Syrie : le débat dévie sur l'envoi des troupes au sol

Si certains députés de droite préconisent cette option dans une cadre international, Valls l'a de nouveau écartée. Mais à l'Assemblée, il a promis que la France soutiendrai une éventuelle «coalition des pays de la région».
Manuel Valls à l'Assemblée nationale, ce mardi (Photo Eric Feferberg. AFP)
publié le 15 septembre 2015 à 19h41

Faut-il envoyer des troupes occidentales en Syrie? Si les députés s’exprimaient ce mardi, sur les frappes aériennes françaises en Syrie - une discussion pour la forme, sans vote -, c’est cette option d’une intervention terrestre qui a surtout fait débat.

Une partie de la droite, qui juge insuffisante un engagement limité à l'aviation, met la pression sur l'exécutif. Chez Les Républicains, Bruno Le Maire, qui s'est attardé salle des Quatre-Colonnes avec la presse, est en pointe sur cette ligne. Le député de l'Eure appelle à «assumer que la menace de Daech est dangereuse et réelle et qu'il faut l'éliminer» En fait, les responsables LR sont eux-mêmes partagés, un député comme Pierre Lellouche jugeant que l'intervention de «forces occidentales» en Syrie serait «une folie».

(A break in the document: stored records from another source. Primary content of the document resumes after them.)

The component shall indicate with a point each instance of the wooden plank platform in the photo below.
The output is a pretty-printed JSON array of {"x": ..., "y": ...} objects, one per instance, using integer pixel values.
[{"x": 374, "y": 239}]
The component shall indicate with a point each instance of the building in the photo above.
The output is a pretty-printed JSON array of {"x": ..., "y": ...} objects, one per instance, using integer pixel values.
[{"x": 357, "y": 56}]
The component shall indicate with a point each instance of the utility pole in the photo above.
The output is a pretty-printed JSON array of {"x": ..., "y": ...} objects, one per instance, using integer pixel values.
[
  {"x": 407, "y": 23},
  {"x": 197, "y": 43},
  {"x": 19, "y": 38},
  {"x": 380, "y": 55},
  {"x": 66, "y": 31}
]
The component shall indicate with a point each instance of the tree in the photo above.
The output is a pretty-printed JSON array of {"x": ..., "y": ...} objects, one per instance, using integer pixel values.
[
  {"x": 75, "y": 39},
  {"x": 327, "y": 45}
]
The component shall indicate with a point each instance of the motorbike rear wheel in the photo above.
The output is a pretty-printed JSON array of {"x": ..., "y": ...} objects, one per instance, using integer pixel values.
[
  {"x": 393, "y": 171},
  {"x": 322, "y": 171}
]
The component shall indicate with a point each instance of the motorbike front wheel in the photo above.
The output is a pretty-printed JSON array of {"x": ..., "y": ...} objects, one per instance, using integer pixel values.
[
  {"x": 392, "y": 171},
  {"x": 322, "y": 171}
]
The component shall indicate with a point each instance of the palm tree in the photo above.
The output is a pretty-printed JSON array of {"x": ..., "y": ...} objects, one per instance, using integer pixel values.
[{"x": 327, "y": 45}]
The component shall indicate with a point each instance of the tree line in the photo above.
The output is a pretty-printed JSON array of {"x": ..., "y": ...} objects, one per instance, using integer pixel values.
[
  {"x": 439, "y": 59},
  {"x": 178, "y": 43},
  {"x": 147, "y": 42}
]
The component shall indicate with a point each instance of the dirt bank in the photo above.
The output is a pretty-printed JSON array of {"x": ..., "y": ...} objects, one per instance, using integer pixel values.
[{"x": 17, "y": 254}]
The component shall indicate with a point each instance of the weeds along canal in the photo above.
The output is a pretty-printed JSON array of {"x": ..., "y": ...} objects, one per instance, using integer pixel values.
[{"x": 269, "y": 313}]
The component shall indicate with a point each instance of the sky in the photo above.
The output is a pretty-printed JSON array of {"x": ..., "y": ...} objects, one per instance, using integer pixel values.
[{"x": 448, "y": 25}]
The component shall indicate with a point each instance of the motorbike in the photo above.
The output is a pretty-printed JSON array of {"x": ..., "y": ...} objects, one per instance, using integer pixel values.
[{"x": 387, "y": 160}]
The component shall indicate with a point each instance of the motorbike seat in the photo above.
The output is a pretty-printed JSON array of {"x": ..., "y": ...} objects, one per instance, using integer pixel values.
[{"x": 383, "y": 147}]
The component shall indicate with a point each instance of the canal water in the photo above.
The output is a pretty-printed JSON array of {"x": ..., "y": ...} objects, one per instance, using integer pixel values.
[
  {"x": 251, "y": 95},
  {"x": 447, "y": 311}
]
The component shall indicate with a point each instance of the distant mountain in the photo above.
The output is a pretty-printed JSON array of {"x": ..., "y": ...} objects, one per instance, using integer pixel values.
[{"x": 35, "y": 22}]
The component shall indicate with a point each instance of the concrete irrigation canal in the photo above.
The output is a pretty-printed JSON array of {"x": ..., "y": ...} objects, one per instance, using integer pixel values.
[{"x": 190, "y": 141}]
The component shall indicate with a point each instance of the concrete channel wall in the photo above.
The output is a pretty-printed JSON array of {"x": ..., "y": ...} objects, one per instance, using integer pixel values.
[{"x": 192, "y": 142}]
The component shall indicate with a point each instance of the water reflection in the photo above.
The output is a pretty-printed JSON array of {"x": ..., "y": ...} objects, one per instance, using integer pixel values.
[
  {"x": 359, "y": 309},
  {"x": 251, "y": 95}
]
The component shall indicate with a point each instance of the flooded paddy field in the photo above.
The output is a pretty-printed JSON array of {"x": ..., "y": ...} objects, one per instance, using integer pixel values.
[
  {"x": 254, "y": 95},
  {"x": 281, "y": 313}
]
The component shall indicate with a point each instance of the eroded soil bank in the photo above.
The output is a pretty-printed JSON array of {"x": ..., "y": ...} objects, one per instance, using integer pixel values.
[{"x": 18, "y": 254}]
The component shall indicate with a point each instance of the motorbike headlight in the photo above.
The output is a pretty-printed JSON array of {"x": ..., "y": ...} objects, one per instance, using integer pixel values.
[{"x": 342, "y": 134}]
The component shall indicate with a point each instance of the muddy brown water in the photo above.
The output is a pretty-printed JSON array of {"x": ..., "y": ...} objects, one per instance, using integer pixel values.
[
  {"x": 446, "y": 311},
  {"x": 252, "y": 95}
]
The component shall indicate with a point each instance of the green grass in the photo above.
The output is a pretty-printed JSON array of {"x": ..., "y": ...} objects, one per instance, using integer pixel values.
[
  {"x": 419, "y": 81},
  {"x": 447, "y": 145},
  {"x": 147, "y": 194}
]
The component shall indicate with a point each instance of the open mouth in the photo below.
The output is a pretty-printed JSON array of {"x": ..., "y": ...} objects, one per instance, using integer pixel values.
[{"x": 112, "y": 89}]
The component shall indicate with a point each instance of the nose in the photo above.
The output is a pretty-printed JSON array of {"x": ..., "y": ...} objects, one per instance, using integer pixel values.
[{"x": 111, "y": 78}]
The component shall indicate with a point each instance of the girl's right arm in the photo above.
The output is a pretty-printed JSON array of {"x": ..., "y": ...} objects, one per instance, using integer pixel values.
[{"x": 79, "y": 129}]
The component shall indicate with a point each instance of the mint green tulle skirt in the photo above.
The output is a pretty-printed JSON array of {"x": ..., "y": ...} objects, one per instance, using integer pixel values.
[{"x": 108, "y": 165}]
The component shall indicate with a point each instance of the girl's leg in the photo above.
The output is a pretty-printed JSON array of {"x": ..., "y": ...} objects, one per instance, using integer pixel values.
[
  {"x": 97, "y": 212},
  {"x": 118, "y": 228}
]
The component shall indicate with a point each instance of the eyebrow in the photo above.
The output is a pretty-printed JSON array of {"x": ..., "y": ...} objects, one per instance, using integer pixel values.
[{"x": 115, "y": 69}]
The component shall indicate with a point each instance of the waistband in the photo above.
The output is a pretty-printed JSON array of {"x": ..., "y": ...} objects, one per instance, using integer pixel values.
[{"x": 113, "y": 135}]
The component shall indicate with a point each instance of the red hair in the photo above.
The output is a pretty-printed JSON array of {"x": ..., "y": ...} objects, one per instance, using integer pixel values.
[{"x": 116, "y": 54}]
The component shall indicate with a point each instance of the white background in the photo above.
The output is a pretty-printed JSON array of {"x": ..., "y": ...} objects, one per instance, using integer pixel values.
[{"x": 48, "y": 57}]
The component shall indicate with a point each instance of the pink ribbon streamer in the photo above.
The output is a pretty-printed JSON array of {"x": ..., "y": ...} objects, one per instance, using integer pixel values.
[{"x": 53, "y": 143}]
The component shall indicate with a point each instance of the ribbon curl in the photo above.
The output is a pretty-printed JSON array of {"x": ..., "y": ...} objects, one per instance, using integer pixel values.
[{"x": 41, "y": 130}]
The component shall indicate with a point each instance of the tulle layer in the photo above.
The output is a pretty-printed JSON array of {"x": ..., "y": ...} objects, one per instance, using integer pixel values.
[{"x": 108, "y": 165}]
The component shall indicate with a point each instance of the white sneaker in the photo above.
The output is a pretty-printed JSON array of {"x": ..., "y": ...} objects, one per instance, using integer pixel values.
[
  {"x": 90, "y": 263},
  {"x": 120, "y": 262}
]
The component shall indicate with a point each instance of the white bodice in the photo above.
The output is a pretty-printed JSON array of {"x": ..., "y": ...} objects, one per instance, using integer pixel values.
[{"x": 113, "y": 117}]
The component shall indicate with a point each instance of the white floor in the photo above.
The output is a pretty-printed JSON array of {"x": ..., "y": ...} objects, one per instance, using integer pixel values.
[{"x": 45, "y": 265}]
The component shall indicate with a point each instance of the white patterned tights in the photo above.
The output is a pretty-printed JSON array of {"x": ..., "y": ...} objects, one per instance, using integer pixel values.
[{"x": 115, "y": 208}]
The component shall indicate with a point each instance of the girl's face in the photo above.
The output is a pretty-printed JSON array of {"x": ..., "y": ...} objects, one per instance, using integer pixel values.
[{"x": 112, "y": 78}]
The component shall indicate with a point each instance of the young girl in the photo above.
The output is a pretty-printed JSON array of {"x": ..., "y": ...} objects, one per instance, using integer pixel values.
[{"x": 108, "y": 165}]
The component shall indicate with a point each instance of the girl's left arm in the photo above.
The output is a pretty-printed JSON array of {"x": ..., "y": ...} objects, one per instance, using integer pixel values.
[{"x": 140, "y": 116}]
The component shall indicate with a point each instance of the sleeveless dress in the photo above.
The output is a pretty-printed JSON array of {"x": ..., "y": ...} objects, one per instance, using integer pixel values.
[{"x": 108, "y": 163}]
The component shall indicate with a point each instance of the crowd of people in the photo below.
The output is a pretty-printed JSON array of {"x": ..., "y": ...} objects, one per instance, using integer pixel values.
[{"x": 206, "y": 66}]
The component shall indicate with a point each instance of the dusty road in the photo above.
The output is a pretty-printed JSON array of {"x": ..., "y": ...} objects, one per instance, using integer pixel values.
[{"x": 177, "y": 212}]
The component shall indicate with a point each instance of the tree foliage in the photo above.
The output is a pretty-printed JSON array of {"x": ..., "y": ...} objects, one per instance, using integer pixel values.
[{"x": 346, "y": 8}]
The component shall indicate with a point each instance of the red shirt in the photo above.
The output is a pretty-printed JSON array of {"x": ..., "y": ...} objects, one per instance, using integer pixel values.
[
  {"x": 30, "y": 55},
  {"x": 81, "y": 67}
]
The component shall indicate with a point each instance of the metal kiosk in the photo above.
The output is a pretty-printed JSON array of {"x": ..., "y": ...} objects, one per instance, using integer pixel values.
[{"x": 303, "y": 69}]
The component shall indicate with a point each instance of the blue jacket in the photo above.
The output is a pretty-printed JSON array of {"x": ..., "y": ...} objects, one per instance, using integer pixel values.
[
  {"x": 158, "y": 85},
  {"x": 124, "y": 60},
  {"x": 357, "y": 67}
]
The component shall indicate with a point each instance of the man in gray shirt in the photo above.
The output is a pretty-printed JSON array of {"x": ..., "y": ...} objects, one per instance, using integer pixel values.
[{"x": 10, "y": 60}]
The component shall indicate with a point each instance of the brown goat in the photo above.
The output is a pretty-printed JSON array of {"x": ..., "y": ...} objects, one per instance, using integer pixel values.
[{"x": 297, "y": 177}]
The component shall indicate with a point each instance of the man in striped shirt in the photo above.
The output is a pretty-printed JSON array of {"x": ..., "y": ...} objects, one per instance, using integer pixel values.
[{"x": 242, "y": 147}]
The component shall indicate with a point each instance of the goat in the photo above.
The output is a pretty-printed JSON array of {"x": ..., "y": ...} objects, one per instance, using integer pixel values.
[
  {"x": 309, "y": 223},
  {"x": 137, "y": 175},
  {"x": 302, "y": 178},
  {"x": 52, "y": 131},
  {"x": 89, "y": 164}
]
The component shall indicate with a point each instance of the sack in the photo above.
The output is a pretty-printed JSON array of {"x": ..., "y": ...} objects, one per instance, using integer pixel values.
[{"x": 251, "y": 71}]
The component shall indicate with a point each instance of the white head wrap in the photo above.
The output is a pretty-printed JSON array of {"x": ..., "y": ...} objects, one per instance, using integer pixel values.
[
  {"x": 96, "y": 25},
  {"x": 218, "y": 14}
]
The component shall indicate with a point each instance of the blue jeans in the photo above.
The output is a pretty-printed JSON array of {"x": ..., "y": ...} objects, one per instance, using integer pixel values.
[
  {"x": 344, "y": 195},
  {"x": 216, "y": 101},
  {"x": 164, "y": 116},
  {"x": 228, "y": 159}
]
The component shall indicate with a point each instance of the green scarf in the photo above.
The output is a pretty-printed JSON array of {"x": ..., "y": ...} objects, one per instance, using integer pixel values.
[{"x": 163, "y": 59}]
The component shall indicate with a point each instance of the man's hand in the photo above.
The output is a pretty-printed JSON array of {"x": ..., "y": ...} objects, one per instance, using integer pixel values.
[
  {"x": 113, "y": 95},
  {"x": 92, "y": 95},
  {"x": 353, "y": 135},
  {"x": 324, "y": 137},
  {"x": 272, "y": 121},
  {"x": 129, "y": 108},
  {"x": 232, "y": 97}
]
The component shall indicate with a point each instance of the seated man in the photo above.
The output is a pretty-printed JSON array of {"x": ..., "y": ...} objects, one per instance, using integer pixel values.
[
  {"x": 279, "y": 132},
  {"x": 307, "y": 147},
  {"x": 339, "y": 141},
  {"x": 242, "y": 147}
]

On ne trouve évidemment personne pour imaginer la France ou même l'Europe en première ligne. Même Le Maire, favorable à l'envoi d'«un nombre limité» de Français - et pas dans l'immédiat mais dans quelques mois - voudrait voir Paris «prendre la tête de l'initiative mais pas de la coalition». Et voit plutôt l'Iran et la Russie «aux premières loges pour jouer un rôle militaire». De même, le député LR Eric Ciotti plaide pour «une coalition plus large incluant la Russie et l'Iran» et plus tard, «si cela s'avère nécessaire», pour le déploiement de troupes françaises. François Fillon prend encore plus de précautions, insistant sur le rôle «d'abord des pays voisins»: «Qui peut penser que la France et l'Europe pourraient supporter un tel effort? Il faut d'abord des armées arabes avec aide de l'Iran et de la Russie et après, le moment venu, avec l'aide de troupes françaises.»

«Piège tendu par les jihadistes»

Au final, on se demande si les positions sont si éloignées entre l'ex-Premier ministre et l'actuel chef de gouvernement. Tout est dans la façon de présenter les choses. Manuel Valls, à la tribune, a assuré que «si une coalition de pays de la région se formait pour aller libérer la Syrie de la tyrannie de Daech, ces pays auraient le soutien de la France». Il a, en revanche, exclu, comme l'avait fait François Hollande la semaine dernière, l'envoi de Français, une option «inconséquente et irréaliste». «La France seule? Nous l'avons fait au Mali, dans des circonstances très différentes. Intervenir avec les Européens ? Mais qui serait prêt à une telle aventure ? Les Américains le veulent-ils ? Non.» Le Premier ministre n'envisage pas d'exposer «des dizaines de milliers d'hommes à un très grand danger». Il met en garde contre un «piège tendu par les jihadistes: nous contraindre à intervenir sur leur terrain pour nous enliser.»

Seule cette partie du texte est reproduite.